Christchurch homebuyers not brickaphobic
Timaru buyers are showing some wariness of big brick houses, but for Christchurch it's a case of been there, done that.
They have blamed concerns about earthquake risk, as well as top-end buyers opting for other choices.
Most double-brick and other old-style brick houses in and around Christchurch failed in the earthquakes and were demolished, such as the Deans homestead at Hororata.
Brick homes standing now are mostly brick-clad with a timber frame, or brick veneer.
Real estate agent Phil Jones, of Ray White, said brick scared off Christchurch buyers straight after the quakes, "but now it's died down. It doesn't seem an issue".

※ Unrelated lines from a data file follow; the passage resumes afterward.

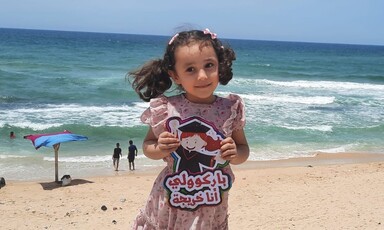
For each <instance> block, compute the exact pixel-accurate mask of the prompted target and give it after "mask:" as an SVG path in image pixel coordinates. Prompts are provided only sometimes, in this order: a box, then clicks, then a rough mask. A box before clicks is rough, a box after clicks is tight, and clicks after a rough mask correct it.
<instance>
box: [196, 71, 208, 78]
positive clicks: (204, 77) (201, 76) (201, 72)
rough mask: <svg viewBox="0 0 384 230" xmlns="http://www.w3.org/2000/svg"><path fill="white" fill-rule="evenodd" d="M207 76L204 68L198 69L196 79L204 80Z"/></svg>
mask: <svg viewBox="0 0 384 230" xmlns="http://www.w3.org/2000/svg"><path fill="white" fill-rule="evenodd" d="M207 78H208V75H207V73H206V72H205V70H200V71H199V75H198V78H197V79H198V80H205V79H207Z"/></svg>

Real Estate Institute director Tony McPherson said that while buyers had individual preferences, there was "nothing noticeable in the marketplace" about bricks.
Properly tied down and mortared they performed well and repaired brick homes should not have problems, he said.

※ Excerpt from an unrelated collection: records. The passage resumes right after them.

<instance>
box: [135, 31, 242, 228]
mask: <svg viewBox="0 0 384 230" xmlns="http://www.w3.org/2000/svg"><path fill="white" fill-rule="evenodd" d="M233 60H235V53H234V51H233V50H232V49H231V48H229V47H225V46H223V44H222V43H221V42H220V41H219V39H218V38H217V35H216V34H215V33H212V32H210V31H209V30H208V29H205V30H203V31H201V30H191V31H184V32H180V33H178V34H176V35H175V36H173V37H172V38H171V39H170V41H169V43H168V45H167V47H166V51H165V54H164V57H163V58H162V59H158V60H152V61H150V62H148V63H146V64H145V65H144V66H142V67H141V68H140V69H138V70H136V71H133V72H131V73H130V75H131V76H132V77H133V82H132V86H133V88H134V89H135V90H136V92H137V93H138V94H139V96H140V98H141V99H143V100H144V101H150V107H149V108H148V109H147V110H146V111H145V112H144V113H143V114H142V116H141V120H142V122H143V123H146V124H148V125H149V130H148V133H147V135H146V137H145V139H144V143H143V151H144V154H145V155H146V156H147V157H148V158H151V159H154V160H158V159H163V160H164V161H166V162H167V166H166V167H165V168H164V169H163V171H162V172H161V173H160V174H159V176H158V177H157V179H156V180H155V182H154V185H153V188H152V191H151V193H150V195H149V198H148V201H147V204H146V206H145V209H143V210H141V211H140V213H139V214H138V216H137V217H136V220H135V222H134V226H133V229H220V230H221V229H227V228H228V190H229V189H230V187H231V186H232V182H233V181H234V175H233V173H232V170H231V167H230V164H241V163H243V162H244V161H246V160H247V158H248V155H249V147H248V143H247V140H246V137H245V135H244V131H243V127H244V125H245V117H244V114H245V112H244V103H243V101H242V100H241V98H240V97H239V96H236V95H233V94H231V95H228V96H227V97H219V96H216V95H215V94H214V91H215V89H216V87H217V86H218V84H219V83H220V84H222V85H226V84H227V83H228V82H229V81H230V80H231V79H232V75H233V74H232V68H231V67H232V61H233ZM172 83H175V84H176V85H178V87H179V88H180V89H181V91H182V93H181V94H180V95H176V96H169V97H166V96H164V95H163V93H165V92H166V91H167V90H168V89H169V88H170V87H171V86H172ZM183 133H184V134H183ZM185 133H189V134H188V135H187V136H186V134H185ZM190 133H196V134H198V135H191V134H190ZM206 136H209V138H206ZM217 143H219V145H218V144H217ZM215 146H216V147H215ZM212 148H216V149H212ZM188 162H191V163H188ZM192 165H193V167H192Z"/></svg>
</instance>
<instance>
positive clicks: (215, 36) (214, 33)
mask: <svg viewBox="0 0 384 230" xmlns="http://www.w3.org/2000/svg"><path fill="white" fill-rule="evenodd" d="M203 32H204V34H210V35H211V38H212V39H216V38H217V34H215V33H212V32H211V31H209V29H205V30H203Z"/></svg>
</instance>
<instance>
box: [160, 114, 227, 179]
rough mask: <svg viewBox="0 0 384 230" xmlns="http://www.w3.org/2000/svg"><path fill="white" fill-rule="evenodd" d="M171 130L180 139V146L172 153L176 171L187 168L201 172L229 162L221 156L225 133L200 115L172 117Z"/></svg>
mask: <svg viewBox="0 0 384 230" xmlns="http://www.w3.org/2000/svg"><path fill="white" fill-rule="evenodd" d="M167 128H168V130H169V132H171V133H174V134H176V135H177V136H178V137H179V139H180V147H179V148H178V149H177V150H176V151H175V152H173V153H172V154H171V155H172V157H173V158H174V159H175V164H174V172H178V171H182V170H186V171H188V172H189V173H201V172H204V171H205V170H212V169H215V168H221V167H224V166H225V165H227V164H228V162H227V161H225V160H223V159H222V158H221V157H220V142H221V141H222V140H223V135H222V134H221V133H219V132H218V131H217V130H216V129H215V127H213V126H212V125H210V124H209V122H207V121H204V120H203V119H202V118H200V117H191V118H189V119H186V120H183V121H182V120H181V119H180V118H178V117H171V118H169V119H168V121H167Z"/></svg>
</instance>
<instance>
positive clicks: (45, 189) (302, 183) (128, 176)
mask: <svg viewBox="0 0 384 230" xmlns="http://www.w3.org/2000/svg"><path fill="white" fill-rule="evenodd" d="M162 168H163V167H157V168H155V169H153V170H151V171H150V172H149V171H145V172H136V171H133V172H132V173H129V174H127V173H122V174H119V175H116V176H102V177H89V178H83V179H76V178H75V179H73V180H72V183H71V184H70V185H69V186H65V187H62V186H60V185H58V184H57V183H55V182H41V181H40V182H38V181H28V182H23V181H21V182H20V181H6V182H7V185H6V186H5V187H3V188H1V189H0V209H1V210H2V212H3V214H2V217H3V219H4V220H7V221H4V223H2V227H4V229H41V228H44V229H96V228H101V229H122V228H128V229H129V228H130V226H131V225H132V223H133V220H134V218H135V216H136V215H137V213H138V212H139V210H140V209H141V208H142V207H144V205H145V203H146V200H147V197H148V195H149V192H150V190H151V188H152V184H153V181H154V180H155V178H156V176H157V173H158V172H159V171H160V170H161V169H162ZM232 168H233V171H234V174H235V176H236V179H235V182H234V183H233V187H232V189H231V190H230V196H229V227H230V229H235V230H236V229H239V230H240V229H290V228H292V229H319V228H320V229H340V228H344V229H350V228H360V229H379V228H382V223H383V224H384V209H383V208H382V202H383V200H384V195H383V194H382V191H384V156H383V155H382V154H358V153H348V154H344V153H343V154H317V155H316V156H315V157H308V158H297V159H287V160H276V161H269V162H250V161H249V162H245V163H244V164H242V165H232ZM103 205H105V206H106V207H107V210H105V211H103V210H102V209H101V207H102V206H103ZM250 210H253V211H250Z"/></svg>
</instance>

Agent David Blackwell, of Total Realty, said many Christchurch buyers still liked the look and low maintenance of bricks.

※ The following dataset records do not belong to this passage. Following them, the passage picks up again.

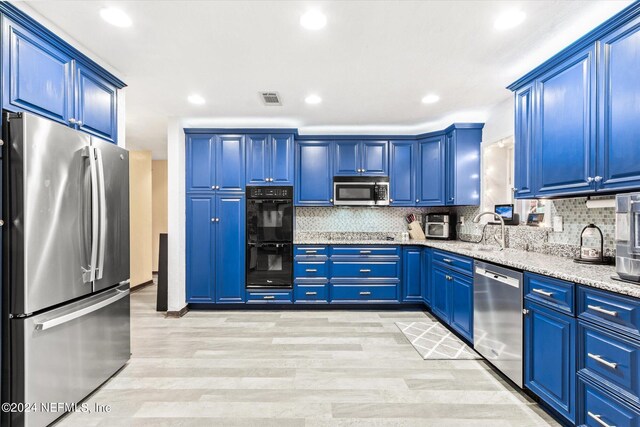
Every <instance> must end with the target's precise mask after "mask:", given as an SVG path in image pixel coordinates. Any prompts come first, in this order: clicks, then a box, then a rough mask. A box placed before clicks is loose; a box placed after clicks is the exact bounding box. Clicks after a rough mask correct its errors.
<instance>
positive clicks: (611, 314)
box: [587, 305, 618, 317]
mask: <svg viewBox="0 0 640 427" xmlns="http://www.w3.org/2000/svg"><path fill="white" fill-rule="evenodd" d="M587 308H588V309H589V310H593V311H597V312H598V313H602V314H606V315H608V316H613V317H618V312H617V311H613V310H607V309H604V308H602V307H600V306H598V305H588V306H587Z"/></svg>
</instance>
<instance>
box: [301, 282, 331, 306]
mask: <svg viewBox="0 0 640 427" xmlns="http://www.w3.org/2000/svg"><path fill="white" fill-rule="evenodd" d="M293 299H294V301H295V302H296V303H300V304H327V303H329V285H328V284H327V283H296V284H294V286H293Z"/></svg>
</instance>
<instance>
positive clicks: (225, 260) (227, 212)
mask: <svg viewBox="0 0 640 427" xmlns="http://www.w3.org/2000/svg"><path fill="white" fill-rule="evenodd" d="M245 227H246V223H245V197H244V195H243V194H218V195H217V196H216V221H215V228H216V242H215V268H216V272H215V276H216V292H215V295H216V302H244V300H245V287H244V284H245V280H244V278H245V251H246V245H245Z"/></svg>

Christchurch valuer Natalie Edwards said there was now a preference for lightweight design for new homes on TC3 land, but often this meant a light roof. Modern design favoured a blend of materials and claddings which could include brick.
The city's quake-prone brick homes and chimneys had been "dealt to by the earthquakes", Edwards said, and people's concerns now were how houses moved and whether they were watertight.
Consulting engineer Gary Littler said two-storey brick houses were not as safe as single-storey brick houses, which were not as safe as light timber-framed houses, but there was no need to be concerned about the structural safety of the brick houses.
"The only thing is to have a good look at the chimney," he said.